John Bolton, ein herausragender Vertreter dieser schwerst-kriminellen Söldnertruppe des Tiefen US-Staates, war auch in Sachen Umsturz in Weißrussland unterwegs. Eine Zeit lang war er Nationaler Sicherheitsberater von Donald Trump gewesen und in dieser Funktion hatte er für alle Probleme immer nur ein und dieselbe Lösung bereit: Bomben, Bomben, Bomben. Deshalb wurde er – leider viel zu spät – schließlich doch noch von Trump gefeuert. Am 30. Mai dieses Jahres, also nachdem der geplante Putsch in Weißrussland bereits aufgedeckten worden war, beklagte dieser Mr. Bolton in einem Meinungsartikel in der Washington Post unter dem Titel „Kritik und Sanktionierung gegen Lukaschenko ist kein Ersatz für eine echte Strategie für Belarussland“, dass Präsident Biden wegen seiner Entspannungspolitik mit Moskau wahrscheinlich auf eine schärfere Gangart gegen Weißrussland verzichten werde. Unter anderem schrieb Bolton:
„Leider stellen die Signale der (US-)Tugendhaftigkeit, selbst wenn sie von Wirtschaftssanktionen begleitet werden, keine zufriedenstellende westliche Strategie dar, um ein weitaus wichtigeres Problem zu lösen: Wie sieht die Zukunft für Belarus insgesamt aus? Wird es ermutigt werden, dem Weg der ehemaligen Warschauer Paktstaaten und zumindest einiger ehemaliger Sowjetrepubliken in den Westen zu folgen? Oder wird es eine vollständige Annexion durch Russland erleiden?“
Inzwischen aber scheint Bolten – zumindest bis auf Weiteres – keine Chance mehr für einen Umsturz in Weißrussland zu sehen, denn er hat sich mit seinen Regime-Change-Kumpels bereits ein anderes Opfer ausgesucht, diesmal sogar ein NATO-Mitglied. Als Reaktion auf die angeblich „jüngste Abkehr der Türkei von der Demokratie hin zum Autoritarismus” hat Bolton gemeinsam mit prominenten Neokonservativen Falken der Republikaner und liberalen Falken der Demokraten nun die Türkei ins Visier genommen. Dazu wurde am Donnerstag vergangener Woche in Washingtoner das „Türkei-Demokratieprojekt“ gegründet. Dessen Aufgabe ist es laut Selbstdarstellung der Gruppe „eine Politik gegenüber der Türkei zu formulieren, die sich ihrem destabilisierenden Verhalten widersetzt, echte demokratische Reformen unterstützt und die Kräfte der Korruption und Unterdrückung in der Türkei zur Rechenschaft zieht”.
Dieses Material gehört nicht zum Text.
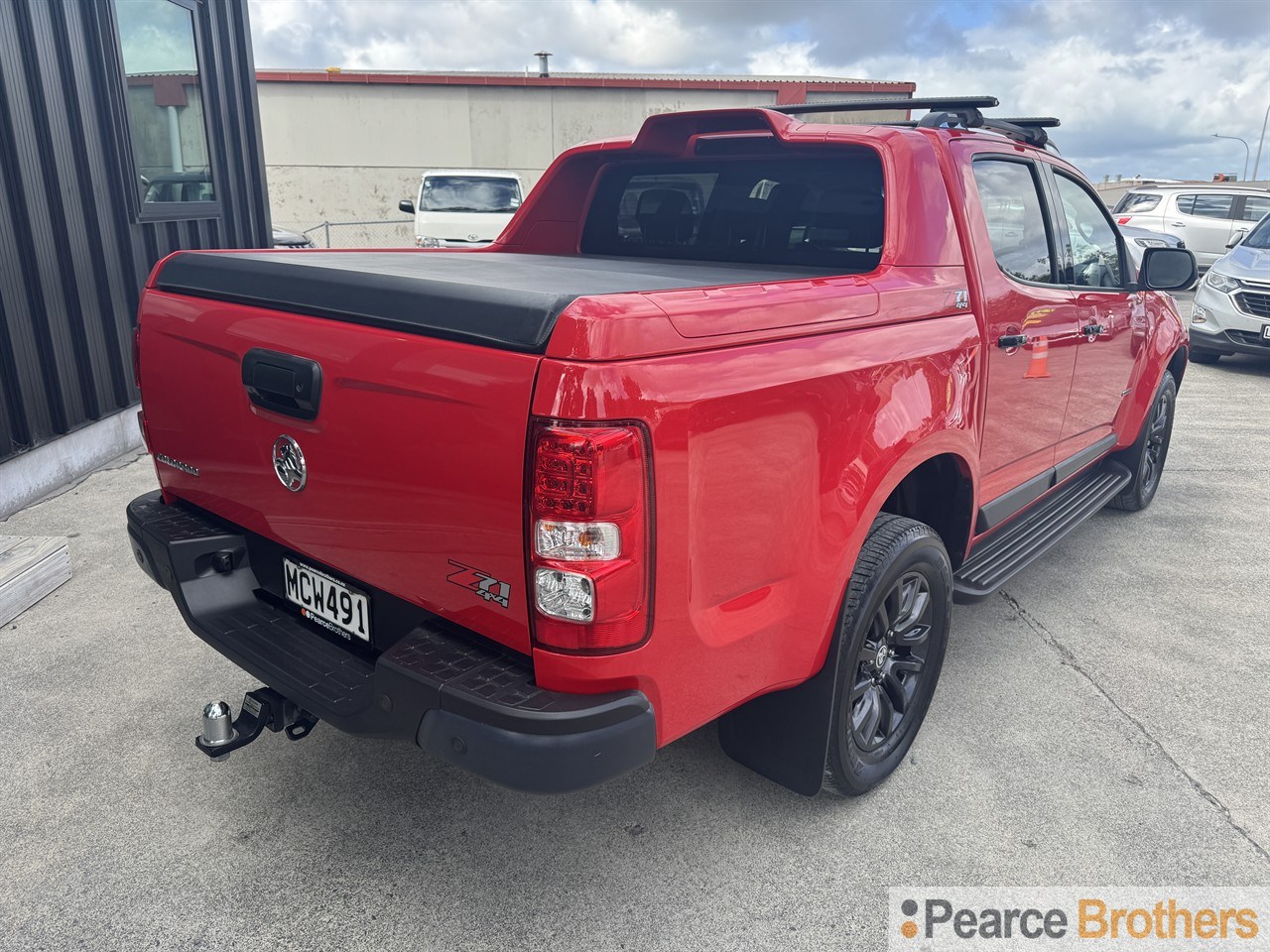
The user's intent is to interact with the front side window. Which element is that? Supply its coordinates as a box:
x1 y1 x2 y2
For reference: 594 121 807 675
974 160 1054 283
114 0 216 213
1054 174 1124 289
1178 194 1234 218
1243 217 1270 249
1115 191 1160 214
1239 195 1270 221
Angesichts dieser auch hier wieder zur Schau gestellten, ignoranten Arroganz, mit der in den USA Außenpolitik gemacht und über Kriege und Zerstörung ganzer Weltregionen entscheiden wird, wäre es dringender denn je nötig, dass die internationale Gemeinschaft zusammensteht und dem Wüten des US-Imperiums Einhalt gebietet. Aber stattdessen machen auch Deutschlands Finanz-, Polit- und Medieneliten mit den Verbrechern in Washington weiterhin gemeinsame Sache.